C’est sans doute là un trait de perversion profonde de ma part, une forme de cruauté gratuite mais autorisée, car elle n’existe que par procuration, voire, peut-être, une recherche de réassurance sur mes propres fêlures au prisme de celles des autres, mais je n’y peux rien : j’adore les mauvaises critiques de restaurants. Je ne suis d’ailleurs pas la seule, si j’en crois le simple fait que ce genre littéraire non seulement existe encore dans un monde où ont disparu bien d’autres modes d’expression poétiques, mais, en plus, qu’il a toujours la part belle aussi bien dans les magazines spécialisés que sur les réseaux sociaux. Tout ça pour dire que j’adore lire les détails douloureux de l’expérience des critiques gastronomiques qui passent un mauvais moment, surtout quand j’ai la certitude que je ne devrai jamais endurer les tortures imposées par les restaurants auxquels ils taillent une réputation. Ce qui m’amène tout naturellement à Estela, où nous avons mangé samedi dernier. 

Il y a un peu plus d’un mois, je m’étais mise en quête d’un endroit où fêter nos six mois de mariage (six mois, déjà, alors que j’ai l’impression que c’était simultanément hier et il y a mille ans). J’avais alors consulté la liste des restaurants de New York étoilés au Guide Michelin, ce qui m’avait ensuite plongée dans une session frénétique d’étude de marché pour trouver celui qui offrirait le meilleur rapport qualité/prix. Ici, on considère souvent qu’un bon restaurant doit être un endroit où il est difficile d’obtenir une réservation à moins de s’y prendre bien en avance, et comme Estela proclamait sur son site Internet disposer d’un menu de midi accessible tout en n’ayant aucune table disponible dans les trois semaines à venir, et présentait d’autre part une série de recommandations dithyrambiques sur Google, je pensais avoir déniché le candidat idéal et j’avais donc promptement réservé.
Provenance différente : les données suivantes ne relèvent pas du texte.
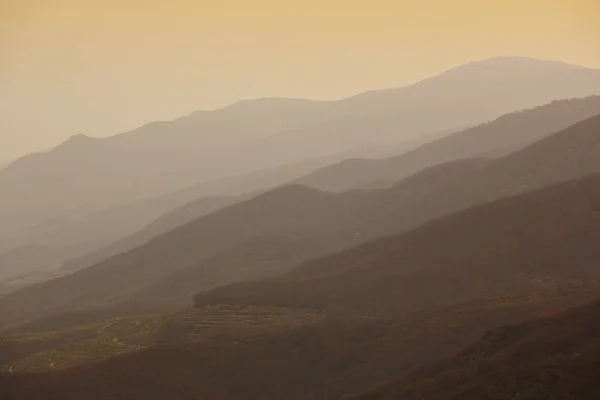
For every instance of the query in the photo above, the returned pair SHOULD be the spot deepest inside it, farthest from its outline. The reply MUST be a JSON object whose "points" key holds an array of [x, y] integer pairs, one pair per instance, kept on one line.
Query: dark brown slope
{"points": [[232, 242], [572, 153], [502, 136], [554, 357], [86, 174], [260, 237], [288, 212], [329, 359], [504, 247], [342, 356]]}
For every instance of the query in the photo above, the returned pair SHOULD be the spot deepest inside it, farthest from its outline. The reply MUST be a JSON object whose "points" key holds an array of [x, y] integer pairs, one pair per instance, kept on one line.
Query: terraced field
{"points": [[36, 352]]}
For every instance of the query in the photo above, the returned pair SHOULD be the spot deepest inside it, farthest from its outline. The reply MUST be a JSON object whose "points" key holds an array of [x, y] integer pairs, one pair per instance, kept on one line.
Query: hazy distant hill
{"points": [[566, 155], [498, 249], [84, 241], [504, 135], [517, 245], [80, 242], [268, 234], [84, 175]]}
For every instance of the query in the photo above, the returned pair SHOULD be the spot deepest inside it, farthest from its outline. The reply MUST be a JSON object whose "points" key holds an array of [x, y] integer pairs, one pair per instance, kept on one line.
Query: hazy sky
{"points": [[100, 67]]}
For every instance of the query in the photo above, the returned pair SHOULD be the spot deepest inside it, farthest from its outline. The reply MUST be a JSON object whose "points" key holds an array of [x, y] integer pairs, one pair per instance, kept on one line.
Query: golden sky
{"points": [[103, 66]]}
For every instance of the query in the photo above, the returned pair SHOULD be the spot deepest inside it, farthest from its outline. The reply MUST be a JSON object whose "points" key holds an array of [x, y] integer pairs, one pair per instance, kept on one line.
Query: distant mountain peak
{"points": [[521, 62]]}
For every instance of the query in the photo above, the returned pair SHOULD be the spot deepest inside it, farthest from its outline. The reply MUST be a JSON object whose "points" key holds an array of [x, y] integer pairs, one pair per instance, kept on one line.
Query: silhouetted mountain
{"points": [[554, 357], [502, 136], [233, 242], [264, 236], [81, 242], [85, 175], [492, 250]]}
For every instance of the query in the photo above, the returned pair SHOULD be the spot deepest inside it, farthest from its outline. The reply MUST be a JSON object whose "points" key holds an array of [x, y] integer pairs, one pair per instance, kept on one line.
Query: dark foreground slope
{"points": [[260, 237], [269, 234], [492, 265], [554, 357], [507, 246]]}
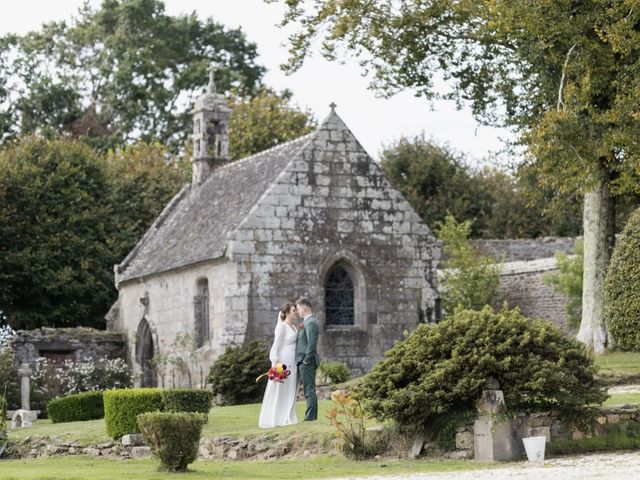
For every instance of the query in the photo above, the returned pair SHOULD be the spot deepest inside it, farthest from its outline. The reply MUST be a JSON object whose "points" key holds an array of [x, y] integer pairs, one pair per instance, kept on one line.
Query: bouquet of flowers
{"points": [[278, 373]]}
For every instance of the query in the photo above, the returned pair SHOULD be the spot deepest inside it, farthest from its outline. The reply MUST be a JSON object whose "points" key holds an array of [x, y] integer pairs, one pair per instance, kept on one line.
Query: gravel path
{"points": [[609, 466]]}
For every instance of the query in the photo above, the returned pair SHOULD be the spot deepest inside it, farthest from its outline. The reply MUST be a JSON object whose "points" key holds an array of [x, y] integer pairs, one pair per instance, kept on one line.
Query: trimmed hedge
{"points": [[121, 407], [76, 407], [622, 288], [187, 400], [173, 437]]}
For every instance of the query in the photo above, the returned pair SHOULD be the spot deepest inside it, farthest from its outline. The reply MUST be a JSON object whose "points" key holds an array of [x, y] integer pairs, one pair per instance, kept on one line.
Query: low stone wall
{"points": [[525, 249], [550, 426], [76, 344], [522, 285]]}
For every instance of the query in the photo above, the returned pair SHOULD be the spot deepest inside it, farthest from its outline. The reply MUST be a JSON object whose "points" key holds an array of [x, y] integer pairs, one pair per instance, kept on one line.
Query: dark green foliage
{"points": [[336, 372], [187, 400], [442, 369], [54, 231], [76, 407], [121, 407], [68, 215], [173, 437], [4, 436], [622, 288], [9, 381], [233, 374]]}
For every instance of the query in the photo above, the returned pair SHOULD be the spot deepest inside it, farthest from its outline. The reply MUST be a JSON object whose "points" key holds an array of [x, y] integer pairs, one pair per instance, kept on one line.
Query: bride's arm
{"points": [[277, 343]]}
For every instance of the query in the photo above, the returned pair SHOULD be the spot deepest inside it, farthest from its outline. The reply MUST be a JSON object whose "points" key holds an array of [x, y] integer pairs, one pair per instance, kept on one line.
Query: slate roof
{"points": [[193, 227]]}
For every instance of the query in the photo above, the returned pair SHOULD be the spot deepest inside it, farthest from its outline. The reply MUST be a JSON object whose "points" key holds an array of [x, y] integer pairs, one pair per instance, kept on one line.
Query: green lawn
{"points": [[623, 399], [80, 468], [241, 420], [619, 366]]}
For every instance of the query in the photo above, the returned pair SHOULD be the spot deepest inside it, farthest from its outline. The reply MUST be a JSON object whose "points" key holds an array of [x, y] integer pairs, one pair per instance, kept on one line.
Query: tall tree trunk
{"points": [[598, 225]]}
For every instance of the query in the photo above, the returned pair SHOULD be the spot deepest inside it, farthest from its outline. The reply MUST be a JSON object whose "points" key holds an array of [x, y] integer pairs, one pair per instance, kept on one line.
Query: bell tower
{"points": [[210, 132]]}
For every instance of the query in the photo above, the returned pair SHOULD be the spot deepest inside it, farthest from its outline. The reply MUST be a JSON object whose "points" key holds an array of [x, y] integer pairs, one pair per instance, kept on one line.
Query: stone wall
{"points": [[525, 249], [550, 426], [335, 206], [166, 302], [77, 344], [521, 285]]}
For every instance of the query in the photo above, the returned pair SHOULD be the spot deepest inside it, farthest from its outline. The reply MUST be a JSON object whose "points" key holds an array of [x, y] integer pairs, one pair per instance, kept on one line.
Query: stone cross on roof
{"points": [[212, 84]]}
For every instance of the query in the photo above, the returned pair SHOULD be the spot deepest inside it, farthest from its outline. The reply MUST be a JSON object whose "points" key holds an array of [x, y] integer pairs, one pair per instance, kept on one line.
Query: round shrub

Pour vous donner une idée de ce à quoi je m’attendais, voici ce que le Guide Michelin avait à en dire

Le talentueux chef derrière cette opération, Ignacio Mattos, est d’une cohérence inébranlable dans ses interprétations créatives de plats aussi audacieux et emblématiques que les boulettes de ricotta aux champignons et Pecorino sardo. Le menu propose également une gamme d’assiettes à partager qui change régulièrement.

(ma traduction)

Il y avait de quoi en saliver d’avance. 

Nous nous sommes donc mis en route pour SoHo (au sud de Manhattan) en ce samedi pluvieux pour aller déguster quelques-unes des spécialités annoncées sur la carte, avec l’espoir naïf et implicite qu’une bonne assiette nous remonterait un peu le moral après les derniers événements. Et il faut rendre à César ce qui appartient à César : si la joie n’était pas au menu ce jour-là, nous avons tout de même été distraits, même si ce n’était pas du tout de la manière dont nous l’espérions. 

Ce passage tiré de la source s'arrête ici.